Go back to the Auditbeat directory:
cd /etc/auditbeat
Wipe the file auditbeat.yml clean. In other words, delete its content.
su
echo "" > auditbeat.yml
exit
Copy and paste the following yml configuration to the auditbeat.yml file:
# ...
fields:
type: auditd
logzio_codec: json
token: <<LOG-SHIPPING-TOKEN>>
fields_under_root: true
processors:
- rename:
fields:
- from: "agent"
to: "beat_agent"
ignore_missing: true
- rename:
fields:
- from: "log.file.path"
to: "source_auditd"
ignore_missing: true
#========================== Modules configuration =============================
auditbeat.modules:
- module: auditd
# Load audit rules from separate files. Same format as audit.rules(7).

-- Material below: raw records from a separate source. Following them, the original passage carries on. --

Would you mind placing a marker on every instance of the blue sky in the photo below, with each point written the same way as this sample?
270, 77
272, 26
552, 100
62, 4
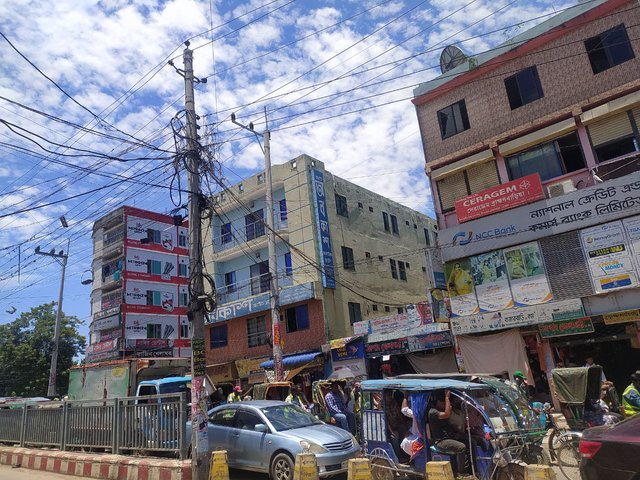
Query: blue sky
334, 76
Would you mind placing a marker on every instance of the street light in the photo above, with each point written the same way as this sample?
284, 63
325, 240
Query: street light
61, 258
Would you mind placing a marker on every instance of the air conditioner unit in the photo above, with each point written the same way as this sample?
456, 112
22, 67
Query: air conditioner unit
560, 188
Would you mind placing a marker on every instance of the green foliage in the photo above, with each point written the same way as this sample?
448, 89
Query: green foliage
25, 352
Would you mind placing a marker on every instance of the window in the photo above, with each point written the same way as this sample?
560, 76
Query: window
523, 87
260, 279
225, 233
256, 332
154, 330
154, 267
297, 318
218, 336
385, 221
550, 160
354, 313
394, 225
283, 210
341, 206
347, 259
288, 266
609, 49
254, 224
394, 268
402, 270
453, 119
230, 281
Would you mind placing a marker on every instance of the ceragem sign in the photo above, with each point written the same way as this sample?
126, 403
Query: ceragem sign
499, 198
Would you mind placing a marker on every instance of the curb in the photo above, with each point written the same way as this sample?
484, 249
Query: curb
101, 466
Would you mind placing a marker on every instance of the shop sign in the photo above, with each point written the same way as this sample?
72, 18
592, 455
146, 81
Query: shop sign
625, 316
566, 327
322, 227
350, 351
586, 207
430, 341
392, 347
609, 257
499, 198
260, 303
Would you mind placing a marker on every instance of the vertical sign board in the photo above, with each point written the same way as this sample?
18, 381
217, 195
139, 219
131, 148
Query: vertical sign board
322, 226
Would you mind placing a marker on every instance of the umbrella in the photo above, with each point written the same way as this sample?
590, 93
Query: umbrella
342, 374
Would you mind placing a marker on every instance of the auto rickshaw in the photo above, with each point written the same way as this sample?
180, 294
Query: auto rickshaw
495, 441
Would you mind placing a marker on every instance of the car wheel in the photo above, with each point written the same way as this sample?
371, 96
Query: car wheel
282, 467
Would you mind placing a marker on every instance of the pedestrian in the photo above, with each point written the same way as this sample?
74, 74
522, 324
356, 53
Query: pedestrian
631, 396
236, 395
338, 410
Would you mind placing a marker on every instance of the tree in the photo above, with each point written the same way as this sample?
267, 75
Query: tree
25, 352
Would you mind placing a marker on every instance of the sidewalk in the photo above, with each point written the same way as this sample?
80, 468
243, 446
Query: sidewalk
96, 465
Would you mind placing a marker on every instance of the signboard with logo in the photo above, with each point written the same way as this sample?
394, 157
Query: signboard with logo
612, 200
499, 198
260, 303
608, 256
322, 227
566, 327
529, 284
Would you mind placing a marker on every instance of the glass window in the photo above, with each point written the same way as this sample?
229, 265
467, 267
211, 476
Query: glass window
453, 119
218, 336
609, 49
550, 160
347, 259
297, 318
341, 206
523, 87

audit_rule_files: [ '${path.config}/audit.rules.d/*.conf' ]
audit_rules: |
## Define audit rules here.
## Create file watches (-w) or syscall audits (-a or -A). Uncomment these
## examples or add your own rules.
## If you are on a 64 bit platform, everything should be running
## in 64 bit mode. This rule will detect any use of the 32 bit syscalls
## because this might be a sign of someone exploiting a hole in the 32
## bit API.
#-a always,exit -F arch=b32 -S all -F key=32bit-abi
## Executions.
#-a always,exit -F arch=b64 -S execve,execveat -k exec
## External access (warning: these can be expensive to audit).
#-a always,exit -F arch=b64 -S accept,bind,connect -F key=external-access
## Identity changes.
#-w /etc/group -p wa -k identity
#-w /etc/passwd -p wa -k identity
#-w /etc/gshadow -p wa -k identity
## Unauthorized access attempts.
#-a always,exit -F arch=b64 -S open,creat,truncate,ftruncate,openat,open_by_handle_at -F exit=-EACCES -k access
#-a always,exit -F arch=b64 -S open,creat,truncate,ftruncate,openat,open_by_handle_at -F exit=-EPERM -k access
- module: file_integrity
paths:
- /bin
- /usr/bin
- /sbin
- /usr/sbin
- /etc
- module: system
datasets:
- package # Installed, updated, and removed packages
period: 2m # The frequency at which the datasets check for changes
- module: system
datasets:
- host # General host information, e.g. uptime, IPs
- login # User logins, logouts, and system boots.
- process # Started and stopped processes
- socket # Opened and closed sockets
- user # User information
# How often datasets send state updates with the
# current state of the system (e.g. all currently
# running processes, all open sockets).
state.period: 12h
# Enabled by default. Auditbeat will read password fields in
# /etc/passwd and /etc/shadow and store a hash locally to
# detect any changes.
user.detect_password_changes: true
# File patterns of the login record files.
login.wtmp_file_pattern: /var/log/wtmp*
login.btmp_file_pattern: /var/log/btmp*
#================================ Outputs =====================================
# Configure what output to use when sending the data collected by the beat.
#-------------------------- Elasticsearch output ------------------------------
# ...
output.logstash:
hosts: ["<<LISTENER-HOST>>:5015"]
ssl:
certificate_authorities: ['/etc/pki/tls/certs/COMODORSADomainValidationSecureServerCA.crt']
Replace the placeholders to match your specifics. (They are indicated by the double angle brackets << >>
):
-
Replace
<<LOG-SHIPPING-TOKEN>>
with the token of the account you want to ship to. -
Replace
<<LISTENER-HOST>>
with the host for your region. For example,listener.logz.io
if your account is hosted on AWS US East, orlistener-nl.logz.io
if hosted on Azure West Europe. The required port depends whether HTTP or HTTPS is used: HTTP = 8070, HTTPS = 8071.
Start Auditbeat
Stop auditd, and then start Auditbeat.
Check Logz.io for your logs
Give your logs some time to get from your system to ours, and then open Open Search Dashboards.
If you still don’t see your logs, see log shipping troubleshooting.